J. P. Gilliver (John) wrote:
> In message <
efplem...@mid.individual.net>, VanguardLH <V...@nguard.LH>
> writes:
>> "J. P. Gilliver (John)" <
G6JP...@255soft.uk> on 2017/02/05 wrote:
>>
>>> I've recently come to suspect that my internal speaker isn't working
>>> (one software I use has "use internal speaker" as an option [it's
>>> news/email software, and it's for indicating news/mail has arrived], and
>>> that doesn't seem to work).
>>
>> Do a cold boot on the computer. It should beep on startup. That will
>> indicate whether or not the onboard speaker works or not. This assumes
>> the computer actually has an onboard speaker (typically piezoelectric).
>
> It's a netbook. No bootup beep. As explained in other posts in this
> thread, when I tried the beep.exe that someone kindly provided a link
> to, it did beep, via the existing sound system (and as a configurable
> input to its mixer).
>
> On a lot of true desktops, especially older ones, it's a real speaker,
> albeit a grotty one. (Though not all - I've seen piezo ones on a stiff
> bit of wire to the speaker header.)
The standards included a PC Beep pin on the audio chip.
Description on Page 4
http://www.ti.com/lit/ds/symlink/lm4550b.pdf
The Southbridge (which contains the 8253 timer), has
a pin called "spkr", but it is buffered by a switching
transistor to drive the 1x4 SPKR header. And the
computer case speaker or motherboard piezo, gets
connected to that header.
It's possible there is an intent, to allow connecting the
spkr signal from the Southbridge to the PC Beep input, but
the schematic I've got, shows the AC'97 audio chip with the
PC Beep input AC-grounded and not used.
The SuperI/O apparently has an auditory signal it
would like to output, on a hardware monitor error
condition, but again, it's not clear if there is a
standards-compliant way of incorporating that or not.

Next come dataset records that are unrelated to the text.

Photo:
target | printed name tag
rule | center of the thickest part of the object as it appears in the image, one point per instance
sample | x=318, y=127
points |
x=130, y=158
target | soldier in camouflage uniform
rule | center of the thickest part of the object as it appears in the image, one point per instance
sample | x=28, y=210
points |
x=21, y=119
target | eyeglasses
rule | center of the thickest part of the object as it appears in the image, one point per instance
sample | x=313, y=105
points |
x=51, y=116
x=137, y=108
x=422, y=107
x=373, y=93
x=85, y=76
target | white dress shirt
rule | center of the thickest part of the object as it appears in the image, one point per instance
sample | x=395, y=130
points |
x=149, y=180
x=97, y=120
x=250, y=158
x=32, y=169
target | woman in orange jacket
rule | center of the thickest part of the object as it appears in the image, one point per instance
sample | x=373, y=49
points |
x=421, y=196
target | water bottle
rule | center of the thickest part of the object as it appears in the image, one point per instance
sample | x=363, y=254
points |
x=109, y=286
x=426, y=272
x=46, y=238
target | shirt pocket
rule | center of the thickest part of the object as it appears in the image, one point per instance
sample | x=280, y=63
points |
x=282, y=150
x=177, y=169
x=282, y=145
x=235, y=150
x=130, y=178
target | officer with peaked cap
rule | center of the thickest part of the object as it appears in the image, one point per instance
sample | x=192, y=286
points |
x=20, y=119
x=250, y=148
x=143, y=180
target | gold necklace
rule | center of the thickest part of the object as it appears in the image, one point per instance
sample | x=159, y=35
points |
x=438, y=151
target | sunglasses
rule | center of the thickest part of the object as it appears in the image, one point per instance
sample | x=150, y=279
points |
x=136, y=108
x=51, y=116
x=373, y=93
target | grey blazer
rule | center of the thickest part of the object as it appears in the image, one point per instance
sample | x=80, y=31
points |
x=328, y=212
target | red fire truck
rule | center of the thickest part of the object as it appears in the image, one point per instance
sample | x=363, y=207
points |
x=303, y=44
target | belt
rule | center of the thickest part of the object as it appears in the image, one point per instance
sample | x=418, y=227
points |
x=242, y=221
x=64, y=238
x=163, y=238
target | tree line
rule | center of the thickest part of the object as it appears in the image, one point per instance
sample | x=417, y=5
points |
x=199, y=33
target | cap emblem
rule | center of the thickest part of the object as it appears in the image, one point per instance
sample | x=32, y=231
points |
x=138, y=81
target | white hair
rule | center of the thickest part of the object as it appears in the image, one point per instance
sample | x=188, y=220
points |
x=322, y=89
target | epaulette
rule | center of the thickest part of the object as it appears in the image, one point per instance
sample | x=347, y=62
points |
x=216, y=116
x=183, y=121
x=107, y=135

When the BIOS wants to tell you about overheat, it
seems to use the 8253 timer itself for that.
When Asus installed their Vocal Post feature (a separate
Winbond chip), as far as I know, that was AC-coupled into
one channel of LineOut. And there was no attempt to be
"PC 99" about that.
I think I would need a time machine, to get details
on this one... The history of PC Beep.
And there's really nothing wrong with the speaker - what
is feeding the speaker is the atrocious part. You're
driving a square wave into the speaker.
If you have a "1-bit audio channel", it is possible
to provide decent fidelity - as long as there is a
reconstruction filter on the output to clean it up.
1-bit audio receives mention here. It was used
in a CD standard. And you might remember years ago,
seeing some stereo equipment with mention of 1-bit DAC.
It's all a matter of getting some good oversampling,
having a low pass on the output and so on.